Add EnsembleWrapper for model-agnostic uncertainty quantification by theosig · Pull Request #1644 · NVIDIA/physicsnemo

theosig · 2026-05-13T20:43:29Z

Description
Adds EnsembleWrapper to physicsnemo/experimental/models — a model-agnostic utility that wraps any physicsnemo.Module to provide ensemble-based epistemic uncertainty quantification.

Motivation
Deploying AI surrogates in industrial settings requires knowing when to trust the model. The 25.08 release introduced ensemble-based confidence estimation as a workflow in physicsnemo-cfd, scoped to the DoMINO automotive aerodynamics model (now moved to deprecated/). No model-agnostic equivalent exists in the core library.
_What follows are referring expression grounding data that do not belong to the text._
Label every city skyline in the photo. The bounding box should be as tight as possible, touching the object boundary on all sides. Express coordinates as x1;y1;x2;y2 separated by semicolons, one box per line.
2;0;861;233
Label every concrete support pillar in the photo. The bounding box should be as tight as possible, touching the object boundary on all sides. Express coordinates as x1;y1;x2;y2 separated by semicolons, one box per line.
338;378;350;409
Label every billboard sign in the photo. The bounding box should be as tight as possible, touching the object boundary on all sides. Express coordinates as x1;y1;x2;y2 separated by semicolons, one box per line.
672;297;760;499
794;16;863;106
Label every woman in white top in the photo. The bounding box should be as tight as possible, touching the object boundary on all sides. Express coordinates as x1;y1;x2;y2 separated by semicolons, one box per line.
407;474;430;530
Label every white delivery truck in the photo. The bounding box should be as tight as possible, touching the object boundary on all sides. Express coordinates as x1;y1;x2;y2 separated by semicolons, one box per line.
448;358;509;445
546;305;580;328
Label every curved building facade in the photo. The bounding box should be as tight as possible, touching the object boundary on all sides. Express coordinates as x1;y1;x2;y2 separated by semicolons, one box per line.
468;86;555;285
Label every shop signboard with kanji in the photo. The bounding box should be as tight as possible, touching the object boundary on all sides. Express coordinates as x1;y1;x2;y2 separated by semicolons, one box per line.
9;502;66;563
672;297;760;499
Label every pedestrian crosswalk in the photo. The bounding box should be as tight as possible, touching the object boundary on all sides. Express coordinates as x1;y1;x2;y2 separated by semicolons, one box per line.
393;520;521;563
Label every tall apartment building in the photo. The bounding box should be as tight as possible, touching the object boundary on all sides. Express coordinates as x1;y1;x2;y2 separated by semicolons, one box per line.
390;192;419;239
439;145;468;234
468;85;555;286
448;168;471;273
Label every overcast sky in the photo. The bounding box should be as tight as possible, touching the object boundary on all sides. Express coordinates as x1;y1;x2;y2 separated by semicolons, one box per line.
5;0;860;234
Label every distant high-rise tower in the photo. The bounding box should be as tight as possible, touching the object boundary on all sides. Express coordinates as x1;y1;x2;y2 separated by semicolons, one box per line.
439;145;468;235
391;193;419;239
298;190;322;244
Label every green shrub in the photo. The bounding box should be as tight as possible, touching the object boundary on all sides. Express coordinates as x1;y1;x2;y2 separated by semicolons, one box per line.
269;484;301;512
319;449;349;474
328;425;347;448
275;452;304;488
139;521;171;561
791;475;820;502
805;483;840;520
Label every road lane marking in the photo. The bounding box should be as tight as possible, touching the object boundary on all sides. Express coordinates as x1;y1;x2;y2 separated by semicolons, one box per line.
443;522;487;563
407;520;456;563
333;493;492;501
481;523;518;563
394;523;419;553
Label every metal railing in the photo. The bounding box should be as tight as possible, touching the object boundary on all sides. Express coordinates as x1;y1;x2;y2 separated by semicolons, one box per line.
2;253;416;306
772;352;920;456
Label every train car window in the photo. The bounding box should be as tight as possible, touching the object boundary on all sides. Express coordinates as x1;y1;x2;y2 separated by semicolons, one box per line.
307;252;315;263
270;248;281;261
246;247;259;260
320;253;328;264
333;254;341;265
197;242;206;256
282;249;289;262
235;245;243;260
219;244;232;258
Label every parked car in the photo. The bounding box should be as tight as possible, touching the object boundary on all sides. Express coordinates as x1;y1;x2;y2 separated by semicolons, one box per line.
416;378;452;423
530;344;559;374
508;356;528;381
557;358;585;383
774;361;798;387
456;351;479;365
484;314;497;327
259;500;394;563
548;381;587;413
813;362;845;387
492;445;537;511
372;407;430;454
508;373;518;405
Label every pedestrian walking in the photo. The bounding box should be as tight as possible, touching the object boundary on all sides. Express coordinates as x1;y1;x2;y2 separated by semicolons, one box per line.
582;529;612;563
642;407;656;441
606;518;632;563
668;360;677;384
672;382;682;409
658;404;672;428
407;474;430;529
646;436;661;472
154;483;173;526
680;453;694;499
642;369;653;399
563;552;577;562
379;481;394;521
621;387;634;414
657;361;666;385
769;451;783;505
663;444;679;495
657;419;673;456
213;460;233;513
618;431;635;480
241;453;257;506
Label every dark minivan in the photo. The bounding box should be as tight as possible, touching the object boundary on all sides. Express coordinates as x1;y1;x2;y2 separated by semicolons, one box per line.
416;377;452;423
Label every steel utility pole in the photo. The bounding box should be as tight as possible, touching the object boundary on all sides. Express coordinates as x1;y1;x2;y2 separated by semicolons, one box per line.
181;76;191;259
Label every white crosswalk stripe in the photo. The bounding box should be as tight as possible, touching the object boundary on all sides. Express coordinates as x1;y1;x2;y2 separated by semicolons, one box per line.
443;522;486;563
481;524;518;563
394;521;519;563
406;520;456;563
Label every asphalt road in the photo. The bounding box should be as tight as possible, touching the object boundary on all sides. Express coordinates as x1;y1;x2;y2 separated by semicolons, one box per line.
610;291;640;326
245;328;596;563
This PR promotes that pattern to a reusable first-class API.

What this adds

EnsembleWrapper — wraps any list of trained physicsnemo.Module instances and provides:

forward() — returns the ensemble mean, making it a drop-in replacement for any single model
predict_with_uncertainty() — returns mean, epistemic std, and all member predictions as an EnsemblePrediction dataclass
from_checkpoints() — constructs the ensemble directly from saved .pt checkpoint files

EnsemblePrediction dataclass — clean container for mean, std, and raw predictions
Example: examples/structural_mechanics/ensemble_uq/ — demonstrates the wrapper on a beam deflection surrogate, showing that epistemic std grows where the model is uncertain
Tests: test/models/test_ensemble_wrapper.py — 18 checks covering construction, forward pass shapes, mathematical correctness, and checkpoint round-trip

Usage

from physicsnemo.experimental.models.ensemble_wrapper import EnsembleWrapper

# Wrap independently trained members
ensemble = EnsembleWrapper(members)

# Drop-in forward (returns mean)
mean = ensemble(x)

# Uncertainty-aware inference
result = ensemble.predict_with_uncertainty(x)
result.mean   # (B, out_features)
result.std    # epistemic uncertainty

Checklist

I am familiar with the Contributing Guidelines
New or existing tests cover these changes
Follows MOD-001 (uses physicsnemo.Module base class via FullyConnected)
Follows MOD-002a (placed in physicsnemo/experimental/models/)
Follows MOD-003b (all docstrings use r""" prefix)
Follows EXT-001 (example-only deps declared in requirements.txt)

…y quantification

copy-pr-bot · 2026-05-13T20:43:33Z

This pull request requires additional validation before any workflows can run on NVIDIA's runners.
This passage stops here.